Branching (Git Butler)

  • Use Git Butler to manage branches so independent work can run concurrently.
  • If the current branch is main, commit directly on main.
  • If the current branch name is gitbutler/workspace or starts with gitbutler/workspace, use the /commit-msg skill to draft the commit message, create a GitButler virtual branch for the logical change, and push that virtual branch.
  • Prefer one branch and PR per logical unit of work.
  • If a change depends on another open change, use stacked branches and stacked PRs so dependency order is explicit.
  • Only split work into multiple PRs when dependency or review scope makes it necessary.

Releases

  • When asked to create a release: bump the version in apps/desktop/src-tauri/Cargo.toml and apps/desktop/src-tauri/tauri.conf.json, run pnpm run release:check, then commit, push, and create the release with gh release create.
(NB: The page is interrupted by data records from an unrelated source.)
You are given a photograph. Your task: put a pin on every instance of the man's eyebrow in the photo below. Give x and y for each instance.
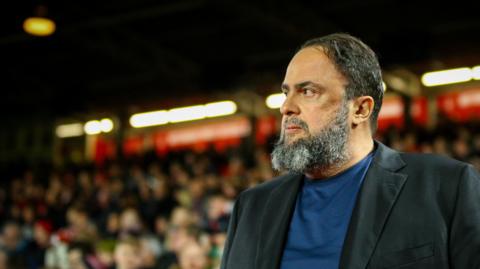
(301, 85)
(307, 83)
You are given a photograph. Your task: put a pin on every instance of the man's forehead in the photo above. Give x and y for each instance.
(309, 64)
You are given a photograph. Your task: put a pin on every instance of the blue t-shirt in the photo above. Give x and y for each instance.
(321, 217)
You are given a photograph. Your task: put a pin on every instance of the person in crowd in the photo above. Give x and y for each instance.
(126, 254)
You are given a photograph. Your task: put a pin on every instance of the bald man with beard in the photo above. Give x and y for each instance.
(348, 201)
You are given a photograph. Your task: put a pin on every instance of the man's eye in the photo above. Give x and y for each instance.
(308, 92)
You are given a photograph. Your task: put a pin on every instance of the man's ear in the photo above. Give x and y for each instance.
(362, 109)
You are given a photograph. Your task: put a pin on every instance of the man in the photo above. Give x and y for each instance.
(349, 201)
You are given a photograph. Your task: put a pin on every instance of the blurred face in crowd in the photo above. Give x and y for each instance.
(3, 260)
(11, 236)
(75, 259)
(126, 256)
(192, 256)
(315, 114)
(41, 236)
(130, 221)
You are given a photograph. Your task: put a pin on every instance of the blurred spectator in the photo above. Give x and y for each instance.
(192, 256)
(126, 254)
(156, 212)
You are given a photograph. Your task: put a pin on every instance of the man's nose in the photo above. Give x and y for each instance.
(289, 106)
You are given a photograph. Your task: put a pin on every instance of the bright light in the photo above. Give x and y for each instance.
(447, 76)
(69, 130)
(275, 100)
(106, 125)
(182, 114)
(93, 127)
(149, 119)
(186, 113)
(476, 72)
(220, 109)
(39, 26)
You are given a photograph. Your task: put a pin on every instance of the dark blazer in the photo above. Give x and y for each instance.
(412, 211)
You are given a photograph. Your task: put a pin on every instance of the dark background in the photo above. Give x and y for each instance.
(111, 55)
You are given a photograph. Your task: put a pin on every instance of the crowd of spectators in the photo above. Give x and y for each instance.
(166, 212)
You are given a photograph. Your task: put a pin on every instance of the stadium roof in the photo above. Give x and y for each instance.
(115, 53)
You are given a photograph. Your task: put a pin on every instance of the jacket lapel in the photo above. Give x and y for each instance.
(275, 223)
(379, 191)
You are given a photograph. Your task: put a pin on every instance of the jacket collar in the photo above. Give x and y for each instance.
(380, 190)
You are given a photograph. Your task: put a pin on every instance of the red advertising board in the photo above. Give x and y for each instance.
(460, 105)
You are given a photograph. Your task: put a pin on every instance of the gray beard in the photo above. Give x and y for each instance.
(325, 150)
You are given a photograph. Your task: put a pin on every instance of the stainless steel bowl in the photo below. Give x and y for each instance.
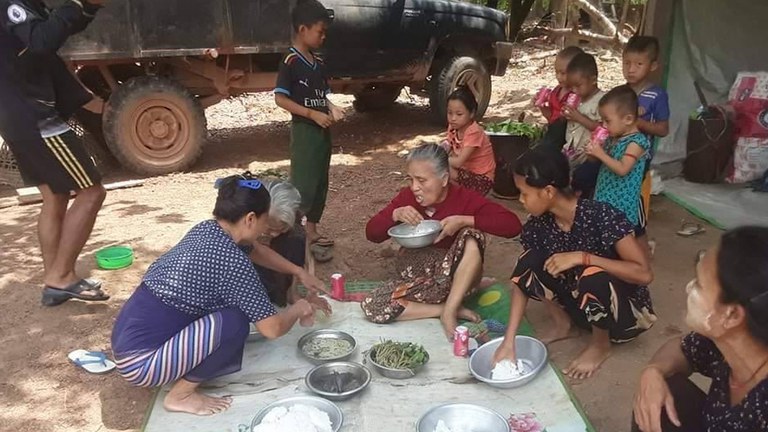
(330, 408)
(325, 372)
(393, 373)
(414, 237)
(465, 417)
(326, 334)
(530, 350)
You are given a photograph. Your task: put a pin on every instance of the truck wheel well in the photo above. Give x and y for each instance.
(456, 47)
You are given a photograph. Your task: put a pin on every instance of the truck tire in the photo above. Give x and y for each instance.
(154, 126)
(376, 97)
(455, 72)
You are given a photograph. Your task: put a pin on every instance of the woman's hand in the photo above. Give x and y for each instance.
(562, 262)
(319, 303)
(451, 226)
(595, 150)
(311, 283)
(408, 215)
(652, 395)
(306, 313)
(505, 351)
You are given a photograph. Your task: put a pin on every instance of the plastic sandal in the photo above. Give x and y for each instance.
(690, 229)
(91, 361)
(54, 297)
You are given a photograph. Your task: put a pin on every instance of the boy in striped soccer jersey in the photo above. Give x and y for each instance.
(641, 58)
(302, 89)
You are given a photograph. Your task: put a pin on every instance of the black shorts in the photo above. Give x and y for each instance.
(61, 162)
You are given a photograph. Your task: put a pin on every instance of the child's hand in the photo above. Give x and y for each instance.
(568, 112)
(337, 114)
(322, 119)
(594, 149)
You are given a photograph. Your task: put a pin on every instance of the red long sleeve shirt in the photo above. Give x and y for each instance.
(490, 217)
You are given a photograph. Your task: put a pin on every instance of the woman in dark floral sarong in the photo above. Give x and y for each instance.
(582, 260)
(433, 281)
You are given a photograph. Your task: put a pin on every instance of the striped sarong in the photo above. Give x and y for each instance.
(176, 357)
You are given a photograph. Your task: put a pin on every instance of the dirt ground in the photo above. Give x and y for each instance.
(40, 390)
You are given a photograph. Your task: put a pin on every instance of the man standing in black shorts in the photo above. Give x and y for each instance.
(37, 94)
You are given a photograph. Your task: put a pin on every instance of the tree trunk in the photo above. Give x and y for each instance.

Do not create the release if pnpm run release:check fails. The CI workflow (.github/workflows/release.yml) will automatically build and upload platform binaries (.dmg, .exe, etc.) to the release.
  • Releases must be published immediately — do not use --draft.
  • Include release notes with concise, descriptive bullet points explaining what changed (e.g. - Add @ autocomplete dropdown for selecting tasks by ID or title). Do not just list version numbers or raw commit messages.
  • Each bullet should describe the user-facing change, not implementation details.

Comments

  • By default, avoid writing comments at all.
  • If you write one, it should be about "Why", not "What".

General

  • Avoid creating unnecessary structs, enums, or traits if they are not shared. Prefer inlining types when they're only used in one place.
  • Run turbo typecheck --force && dprint fmt before committing.
  • Run cargo fmt --check and apply cargo fmt before committing Rust changes.
  • Run cargo clippy and fix any warnings before committing Rust changes.
  • Run cargo check periodically while making Rust changes to catch errors early — don't wait until the end.
  • Run cargo build after Rust code changes to verify compilation before committing.
  • Keep commits small and reviewable.

TypeScript

  • Avoid creating a bunch of types/interfaces if they are not shared. Especially for function props. Just inline them.
  • After some amount of TypeScript changes, run turbo typecheck.